Renewal agreements for Glastir contracts could force many Welsh farms to reduce stocking rates or face a fodder deficit because they ban fertiliser use on land where a low level of inputs is currently permitted.

Farmers were not warned of this significant change to their contract terms and say that accepting it will make their farms less productive.

The compulsory change to no inputs for land on which farmers graze animals and produce fodder will have an impact on the numbers of animals a farm can keep throughout the year, insisted Farmers’ Union of Wales (FUW) policy officer Charlotte Priddy.

Farmers who had been offered contract extensions must now carefully consider whether their businesses will remain resilient and sustainable given such changes, she advised.

The timing is poignant in a year when the long dry spell demonstrated that anything that influences grass growth and harvests impacts on the feed available for livestock, both in terms of grazing and winter fodder, and therefore affects farm resilience and business viability.

“It stands to reason that such impacts would be exacerbated during years such as 2017 and 2018, in which extreme weather means additional fodder is required to feed animals during long housing periods, thereby further reducing farm resilience,’’ said Ms Priddy.

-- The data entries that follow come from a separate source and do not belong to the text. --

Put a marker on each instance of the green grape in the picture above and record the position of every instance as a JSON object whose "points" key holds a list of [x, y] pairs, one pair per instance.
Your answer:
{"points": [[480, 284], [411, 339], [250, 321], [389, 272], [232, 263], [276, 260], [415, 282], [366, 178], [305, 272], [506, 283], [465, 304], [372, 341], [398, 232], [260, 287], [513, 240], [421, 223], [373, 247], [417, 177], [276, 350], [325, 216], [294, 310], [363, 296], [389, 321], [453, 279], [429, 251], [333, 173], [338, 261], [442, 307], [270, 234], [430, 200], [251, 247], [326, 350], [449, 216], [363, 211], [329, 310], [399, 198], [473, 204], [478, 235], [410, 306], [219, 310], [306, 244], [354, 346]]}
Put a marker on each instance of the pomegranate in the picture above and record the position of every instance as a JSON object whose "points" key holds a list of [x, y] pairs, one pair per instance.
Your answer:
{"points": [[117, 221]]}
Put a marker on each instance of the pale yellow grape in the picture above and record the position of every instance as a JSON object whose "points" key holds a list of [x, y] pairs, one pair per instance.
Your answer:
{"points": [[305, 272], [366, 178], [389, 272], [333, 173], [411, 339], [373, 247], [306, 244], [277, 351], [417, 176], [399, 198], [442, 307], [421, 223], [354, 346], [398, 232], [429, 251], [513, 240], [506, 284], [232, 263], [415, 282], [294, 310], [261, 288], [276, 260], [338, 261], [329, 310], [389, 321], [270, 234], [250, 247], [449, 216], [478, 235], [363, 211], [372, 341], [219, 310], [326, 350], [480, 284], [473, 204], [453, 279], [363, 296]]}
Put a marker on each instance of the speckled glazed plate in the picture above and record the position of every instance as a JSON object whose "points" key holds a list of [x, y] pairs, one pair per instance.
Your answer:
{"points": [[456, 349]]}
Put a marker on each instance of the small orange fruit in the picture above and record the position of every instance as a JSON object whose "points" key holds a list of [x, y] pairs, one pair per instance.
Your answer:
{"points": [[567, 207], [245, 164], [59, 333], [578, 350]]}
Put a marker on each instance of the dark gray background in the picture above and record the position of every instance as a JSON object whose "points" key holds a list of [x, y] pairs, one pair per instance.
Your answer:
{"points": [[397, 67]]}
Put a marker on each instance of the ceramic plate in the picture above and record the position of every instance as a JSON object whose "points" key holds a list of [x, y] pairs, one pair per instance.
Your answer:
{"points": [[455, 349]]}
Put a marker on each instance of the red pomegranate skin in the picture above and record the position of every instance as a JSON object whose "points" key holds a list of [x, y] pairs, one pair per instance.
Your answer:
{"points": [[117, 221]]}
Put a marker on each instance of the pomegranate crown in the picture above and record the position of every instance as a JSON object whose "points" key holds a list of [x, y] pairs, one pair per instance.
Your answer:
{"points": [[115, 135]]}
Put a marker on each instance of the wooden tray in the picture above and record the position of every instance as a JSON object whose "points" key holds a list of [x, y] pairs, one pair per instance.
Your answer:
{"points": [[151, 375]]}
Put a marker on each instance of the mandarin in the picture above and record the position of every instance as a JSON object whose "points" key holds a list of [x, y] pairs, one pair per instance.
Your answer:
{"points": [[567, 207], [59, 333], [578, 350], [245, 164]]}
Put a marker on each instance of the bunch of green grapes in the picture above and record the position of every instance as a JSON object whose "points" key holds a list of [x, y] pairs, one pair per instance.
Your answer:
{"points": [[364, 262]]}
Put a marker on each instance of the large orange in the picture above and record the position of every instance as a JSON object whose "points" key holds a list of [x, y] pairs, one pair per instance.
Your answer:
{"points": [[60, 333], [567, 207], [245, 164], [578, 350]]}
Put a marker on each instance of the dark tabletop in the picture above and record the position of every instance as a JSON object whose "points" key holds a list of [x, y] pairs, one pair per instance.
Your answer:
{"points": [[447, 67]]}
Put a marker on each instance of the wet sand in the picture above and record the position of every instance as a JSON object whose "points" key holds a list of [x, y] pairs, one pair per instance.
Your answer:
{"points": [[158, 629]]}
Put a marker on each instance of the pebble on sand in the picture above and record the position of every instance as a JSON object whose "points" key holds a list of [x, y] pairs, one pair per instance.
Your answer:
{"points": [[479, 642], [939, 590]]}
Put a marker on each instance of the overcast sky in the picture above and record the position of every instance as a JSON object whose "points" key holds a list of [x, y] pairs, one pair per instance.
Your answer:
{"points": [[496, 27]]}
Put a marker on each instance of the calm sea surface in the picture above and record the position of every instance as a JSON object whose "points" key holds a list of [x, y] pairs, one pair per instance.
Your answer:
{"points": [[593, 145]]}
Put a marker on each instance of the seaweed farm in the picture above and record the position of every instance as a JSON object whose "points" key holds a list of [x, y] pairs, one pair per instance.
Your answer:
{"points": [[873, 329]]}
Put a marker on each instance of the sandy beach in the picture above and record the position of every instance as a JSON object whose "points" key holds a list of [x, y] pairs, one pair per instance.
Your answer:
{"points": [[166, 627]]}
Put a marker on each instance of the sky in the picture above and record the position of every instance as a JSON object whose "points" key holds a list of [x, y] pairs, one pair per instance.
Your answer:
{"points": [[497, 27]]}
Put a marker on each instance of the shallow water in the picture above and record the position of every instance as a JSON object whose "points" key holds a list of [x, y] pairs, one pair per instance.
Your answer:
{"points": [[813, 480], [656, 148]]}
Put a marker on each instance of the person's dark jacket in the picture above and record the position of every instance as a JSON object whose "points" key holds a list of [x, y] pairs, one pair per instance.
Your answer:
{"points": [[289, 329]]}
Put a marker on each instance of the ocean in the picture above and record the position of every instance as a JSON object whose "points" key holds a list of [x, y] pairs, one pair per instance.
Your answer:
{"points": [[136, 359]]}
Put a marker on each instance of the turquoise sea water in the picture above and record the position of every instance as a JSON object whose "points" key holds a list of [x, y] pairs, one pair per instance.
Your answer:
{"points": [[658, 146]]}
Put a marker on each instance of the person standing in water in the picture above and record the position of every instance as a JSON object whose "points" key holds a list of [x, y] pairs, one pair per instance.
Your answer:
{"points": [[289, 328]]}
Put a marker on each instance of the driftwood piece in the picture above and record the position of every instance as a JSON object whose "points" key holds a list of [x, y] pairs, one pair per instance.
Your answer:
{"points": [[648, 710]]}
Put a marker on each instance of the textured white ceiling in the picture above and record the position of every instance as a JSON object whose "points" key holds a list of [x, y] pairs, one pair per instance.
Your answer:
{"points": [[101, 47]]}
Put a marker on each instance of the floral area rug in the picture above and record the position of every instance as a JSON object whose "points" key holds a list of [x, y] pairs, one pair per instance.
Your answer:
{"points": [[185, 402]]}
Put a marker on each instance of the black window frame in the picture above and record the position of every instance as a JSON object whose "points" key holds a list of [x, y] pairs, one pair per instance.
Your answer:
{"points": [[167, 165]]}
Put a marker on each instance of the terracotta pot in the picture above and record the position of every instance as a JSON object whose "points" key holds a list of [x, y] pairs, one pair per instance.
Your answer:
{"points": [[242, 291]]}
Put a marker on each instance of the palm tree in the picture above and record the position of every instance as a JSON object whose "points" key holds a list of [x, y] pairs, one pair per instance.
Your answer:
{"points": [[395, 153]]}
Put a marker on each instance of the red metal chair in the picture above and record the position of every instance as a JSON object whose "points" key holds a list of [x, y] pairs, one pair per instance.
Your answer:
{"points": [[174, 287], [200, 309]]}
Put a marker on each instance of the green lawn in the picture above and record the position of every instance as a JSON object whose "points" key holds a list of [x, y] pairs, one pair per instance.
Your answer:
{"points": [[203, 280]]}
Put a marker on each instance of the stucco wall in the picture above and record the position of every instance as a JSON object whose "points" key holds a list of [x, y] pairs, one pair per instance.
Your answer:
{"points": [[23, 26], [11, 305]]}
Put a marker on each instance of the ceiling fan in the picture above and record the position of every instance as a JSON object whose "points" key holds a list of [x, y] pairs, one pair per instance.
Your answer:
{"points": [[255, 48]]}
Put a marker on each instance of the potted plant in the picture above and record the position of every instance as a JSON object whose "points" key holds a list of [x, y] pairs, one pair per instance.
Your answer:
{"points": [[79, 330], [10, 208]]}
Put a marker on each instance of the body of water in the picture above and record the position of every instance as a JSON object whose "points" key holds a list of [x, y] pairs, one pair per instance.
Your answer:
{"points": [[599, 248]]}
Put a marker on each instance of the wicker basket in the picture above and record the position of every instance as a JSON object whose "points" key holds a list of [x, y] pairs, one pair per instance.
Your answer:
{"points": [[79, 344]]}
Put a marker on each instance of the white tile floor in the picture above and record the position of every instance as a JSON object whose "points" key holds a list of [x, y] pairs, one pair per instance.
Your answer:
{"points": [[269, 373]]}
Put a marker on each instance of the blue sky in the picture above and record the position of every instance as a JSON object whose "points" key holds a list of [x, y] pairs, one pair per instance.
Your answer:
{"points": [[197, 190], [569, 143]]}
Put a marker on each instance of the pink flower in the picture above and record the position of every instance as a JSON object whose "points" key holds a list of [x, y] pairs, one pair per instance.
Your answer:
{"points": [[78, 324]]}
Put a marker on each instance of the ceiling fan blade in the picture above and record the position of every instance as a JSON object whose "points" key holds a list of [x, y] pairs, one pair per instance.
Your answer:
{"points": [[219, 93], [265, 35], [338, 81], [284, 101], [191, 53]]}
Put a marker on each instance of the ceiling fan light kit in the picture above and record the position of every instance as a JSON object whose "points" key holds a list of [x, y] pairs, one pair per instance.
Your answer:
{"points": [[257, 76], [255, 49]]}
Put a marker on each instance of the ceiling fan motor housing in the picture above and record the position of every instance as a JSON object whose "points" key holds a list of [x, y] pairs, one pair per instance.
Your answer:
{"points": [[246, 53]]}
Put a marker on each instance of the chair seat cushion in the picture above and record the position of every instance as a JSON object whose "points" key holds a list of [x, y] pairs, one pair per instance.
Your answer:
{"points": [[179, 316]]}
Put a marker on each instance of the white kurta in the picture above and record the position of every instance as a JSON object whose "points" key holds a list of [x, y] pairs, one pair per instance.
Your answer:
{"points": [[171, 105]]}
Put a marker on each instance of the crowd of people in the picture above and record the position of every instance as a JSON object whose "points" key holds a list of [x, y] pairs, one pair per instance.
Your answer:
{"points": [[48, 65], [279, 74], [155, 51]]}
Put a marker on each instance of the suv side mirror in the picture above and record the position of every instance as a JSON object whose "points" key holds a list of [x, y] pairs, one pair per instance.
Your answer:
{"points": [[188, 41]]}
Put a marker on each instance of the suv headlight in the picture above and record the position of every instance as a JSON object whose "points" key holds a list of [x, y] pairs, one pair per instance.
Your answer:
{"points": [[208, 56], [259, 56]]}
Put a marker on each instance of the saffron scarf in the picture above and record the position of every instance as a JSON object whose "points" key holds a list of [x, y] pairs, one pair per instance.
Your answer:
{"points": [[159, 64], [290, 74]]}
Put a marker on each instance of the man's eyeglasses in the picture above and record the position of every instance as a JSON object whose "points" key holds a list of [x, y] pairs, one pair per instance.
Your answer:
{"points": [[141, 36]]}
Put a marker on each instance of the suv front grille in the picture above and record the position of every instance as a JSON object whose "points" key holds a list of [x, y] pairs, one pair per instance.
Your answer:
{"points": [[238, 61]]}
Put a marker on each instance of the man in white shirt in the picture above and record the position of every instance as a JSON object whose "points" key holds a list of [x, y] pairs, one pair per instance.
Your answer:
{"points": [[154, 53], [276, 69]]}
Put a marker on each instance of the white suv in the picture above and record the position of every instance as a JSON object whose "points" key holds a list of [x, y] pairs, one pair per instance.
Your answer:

The problem, she said, had been compounded by farmers being given just weeks to consider and calculate the impacts to their businesses of all low-input fields becoming no-input fields.

“Such impacts include whether reductions in livestock numbers will be necessary over the coming months in order to compensate for the changes to contracts, and the likely impact on the offspring of animals which are already in-lamb or in-calf in terms of retaining or fattening such animals,’’ said Ms Priddy.

If farmers don’t accept the new contracts, letters they have received warn that ‘this could lead to termination and full recovery of payments previously made under your advanced contract’.

For those with Glastir advanced contracts which commenced after Glastir entry contracts, the changes mean they are being asked to make significant and possibly damaging changes to their businesses, or risk having to repay in full many years of Glastir advanced payments, said Ms Priddy.

“Yet there was no indication that such changes would effectively be forced upon them at short notice when Advanced contracts were originally offered and signed,’’ she pointed out.

A Welsh Government spokesperson said some ‘options’ had been adjusted to reflect the Welsh Government’s Rural Development Programme, which was agreed with the European Commission (EC) in 2015.

“These are being applied for those contracts being extended, as was the case for previous Glastir extensions,’’ said a government spokeswoman.

“If farmers don’t want to continue with these options, they should contact Rural Payments Wales directly.’’

RPW had written to all farmers eligible for a Glastir advanced contract renewal in August with a FAQ document to explain these changes and the deadlines to accept the renewed contracts, the spokeswoman added.

“The period the RPW online system was unavailable was factored into this timescale for accepting the contracts,’’ she pointed out.